On the merits, plaintiff prima facie established defendants’ violation of Labor Law § 240(1), as it is undisputed that the only safety devices supplied to him – an unsecured scaffold with a maximum height of six feet and an A-frame ladder – failed to afford him adequate protection to perform his sheetrock installation work while at an elevation, proximately causing his injuries (see Leconte v. 80 E. End Owners Corp., 80 A.D.3d 669, 671, 915 N.Y.S.2d 140 [2d Dept. 2011] ; Noor v. City of New York, 130 A.D.3d 536, 539–540, 15 N.Y.S.3d 13 [1st Dept. 2015], lv dismissed 27 N.Y.3d 975, 31 N.Y.S.3d 451, 50 N.E.3d 919 [2016] ). Notably, the record is uncontroverted that the scaffold was not high enough to allow plaintiff to do his work; hence he used the only other readily available device, an A-frame ladder, on top of the scaffold. The ladder had to be used in a closed position, as there was not enough space for it to be opened on the scaffold's platform. When the scaffold moved beneath plaintiff, the ladder toppled over, causing him to fall to the ground below.
In opposition, defendants failed to raise a triable issue. Defendants’ contention that plaintiff's actions were the sole proximate cause of the accident is unavailing, since he was not provided a proper safety device to prevent his fall, and that failure is a cause of his injuries (see Saavedra v. 89 Park Ave. LLC, 143 A.D.3d 615, 39 N.Y.S.3d 462 [1st Dept. 2016] ; Noor, 130 A.D.3d 536, 540, 15 N.Y.S.3d 13 ; Leconte, 80 A.D.3d 669, 671–672, 915 N.Y.S.2d 140 ).

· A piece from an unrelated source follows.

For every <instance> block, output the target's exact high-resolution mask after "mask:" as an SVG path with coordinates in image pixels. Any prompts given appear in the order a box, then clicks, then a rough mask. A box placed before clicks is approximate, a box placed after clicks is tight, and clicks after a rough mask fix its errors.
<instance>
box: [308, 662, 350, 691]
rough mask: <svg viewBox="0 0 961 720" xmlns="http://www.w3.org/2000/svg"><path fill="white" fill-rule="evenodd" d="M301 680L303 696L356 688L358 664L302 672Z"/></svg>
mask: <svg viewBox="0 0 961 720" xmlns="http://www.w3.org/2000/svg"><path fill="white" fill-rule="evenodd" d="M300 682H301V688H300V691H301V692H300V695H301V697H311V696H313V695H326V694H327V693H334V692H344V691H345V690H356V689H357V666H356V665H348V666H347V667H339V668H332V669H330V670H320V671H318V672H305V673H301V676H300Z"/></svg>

Additionally, contrary to defendants’ argument, there is no requirement for Labor Law § 240(1) purposes that plaintiff know exactly the cause of his accident, or what caused the scaffold or ladder to move, where there is no dispute that the safety devices failed (see Harrison v. V.R.H. Constr. Corp., 72 A.D.3d 547, 901 N.Y.S.2d 590 [1st Dept. 2010] ; Orellano v. 29 E. 37th St. Realty Corp., 292 A.D.2d 289, 291, 740 N.Y.S.2d 16 [1st Dept. 2002] ). Moreover, it is not relevant that the ladder and scaffold were free from defects (see Orellano at 290, 740 N.Y.S.2d 16 ).

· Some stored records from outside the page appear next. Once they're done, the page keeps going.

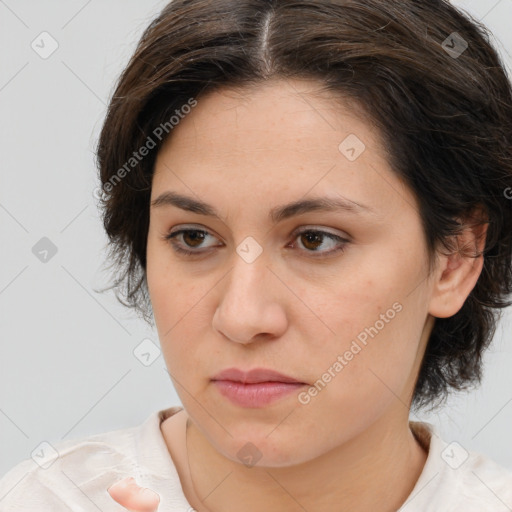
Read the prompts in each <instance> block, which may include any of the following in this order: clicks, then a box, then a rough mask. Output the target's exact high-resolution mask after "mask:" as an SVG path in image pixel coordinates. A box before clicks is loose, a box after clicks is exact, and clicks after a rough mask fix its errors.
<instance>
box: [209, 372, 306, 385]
mask: <svg viewBox="0 0 512 512" xmlns="http://www.w3.org/2000/svg"><path fill="white" fill-rule="evenodd" d="M212 380H232V381H235V382H242V383H244V384H256V383H258V382H295V383H300V384H304V383H303V382H301V381H298V380H297V379H294V378H293V377H289V376H288V375H283V374H282V373H279V372H276V371H274V370H270V369H268V368H254V369H252V370H249V371H243V370H239V369H238V368H226V369H225V370H222V371H221V372H219V373H217V375H215V376H214V377H213V378H212Z"/></svg>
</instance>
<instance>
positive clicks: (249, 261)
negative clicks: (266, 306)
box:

EM Windsor failed to establish prima facie entitlement to summary judgment dismissing plaintiff's Labor Law § 241(6) claim predicated on alleged violations of Industrial Code §§ 23–1.21(b)(4)(ii) and (iv), as there is sufficient testimony in the record to support such violations, including that the ladder was unsecured and lacked rubber footing, and no one was holding it in place at the time of plaintiff's fall. EM Windsor failed to establish as a matter of law that the alleged violations were not a proximate cause of plaintiff's accident. However, Industrial Code § 23–1.21(e)(2), which pertains to a "stepladder ... opened to its full position," is inapplicable.